Even after the show opens on Broadway, Aukin is despite that settings. “Sometimes you can have problems that seem completely important and then think, ‘Maybe that was just scaffolding,’” he says.
However, Adjmi and Aukin fully recognize the irony of writing a play in relation to the sacrifice and commitment required for creative collaboration – while also struggling with it behind the scenes.
“Because of the wildness of the components of this piece, we talked shamelessly about having very clear lines of communication between everyone,” says Aukin.
Adjmi is extremely sincere.
“Sometimes people feel like I’m taking them to a level that’s not quite human, and I think they’re right,” he says. “I know I have to let go, and I will let go. But my job as an artist is to try to get as close as possible to what I want and then let it go, because it will never be exactly the way I want it.”
Having arrived on Broadway more than a decade after her flash of aerial inspiration, could Adjmi finally be happy?
“I really respect what’s happening now and I feel overwhelmed by it all,” he says. “However, I am not someone who will be proud of something I do. I’m ruthless with myself and I have to be that way.”
He takes a deep breath. “At the same time, I know that I will never achieve perfection. That does not exist.”
5 Touchstones for ‘Stereophonic’
Metallic: Adjmi watched hundreds of hours of documentaries while writing “Stereophonic” and was fascinated by 2004’s “Metallica: Some Sort of Monster,” which follows the band as the musicians work out their issues with a group therapist. So much so that he even lent some lines of dialogue to “Stereophonic”.
The Beatles: Butler cites the Beatles as central to his own music and its “stereophonic” soundtrack, while Adjmi pored over producer George Martin’s diary entries and studio notes to get into the details of recording an album.
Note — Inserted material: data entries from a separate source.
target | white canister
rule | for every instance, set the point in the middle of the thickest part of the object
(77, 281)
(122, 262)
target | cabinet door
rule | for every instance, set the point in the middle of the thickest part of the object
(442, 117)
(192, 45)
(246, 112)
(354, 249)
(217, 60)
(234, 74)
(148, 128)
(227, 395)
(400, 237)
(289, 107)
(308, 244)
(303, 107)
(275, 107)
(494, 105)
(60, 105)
Although the play’s setting and conversational pattern evoke “The Beatles: Get Again,” Adjmi says she avoided watching the 2021 Peter Jackson documentary: “People kept saying, ‘It’s identical to your play!’ and I thought, ‘I don’t want to watch it because I’m going to have a nervous breakdown because my play might never happen because of this pandemic!’”
Robert Altman and Maurice Pialat: Two filmmakers inspired Aukin’s approach to “stereophonic.” “It’s like when you take a Robert Altman film and transcribe the text, including where and how people overlap in conversations,” he says, referencing Altman’s 1975 musical comedy-drama “Nashville.” Of French director Pialat, Aukin says: “There’s something so refreshing and raw about a lot of his films. He works a lot with actors and non-actors, often in the same scene, and achieves an extremely unusual and strange quality.”
“Sound Metropolis”: David Zinn knew nothing about sound when he was tasked with building a set designed around a mixing console. So he turned to Dave Grohl’s 2013 film “Sound City,” a story of the famous recording studio in Van Nuys. “Dave Grohl made this beautiful documentary about the Neve board he bought,” says Zinn. “And I just studied That.” Next, he wanted to convince someone to mortgage the production of a “$500,000 kit to sit on stage.”
Arcade Fireplace: Among all the musical sources at his disposal, it would be a waste if Adjmi didn’t call Butler. While writing and tuning “Stereophonic,” Adjmi picked the composer’s mind on everything from how to tune a snare drum to how a band might envision a track. A conversation between them inspired a scene that portrayed the frustration of discarding songs. “I told David about how you’re working on a doc, and there’s a song that sounds like what you’re doing the doc for. And then eventually, either because you didn’t get it exactly right or because your brain can no longer understand how good it is, you start to reject it,” says Butler.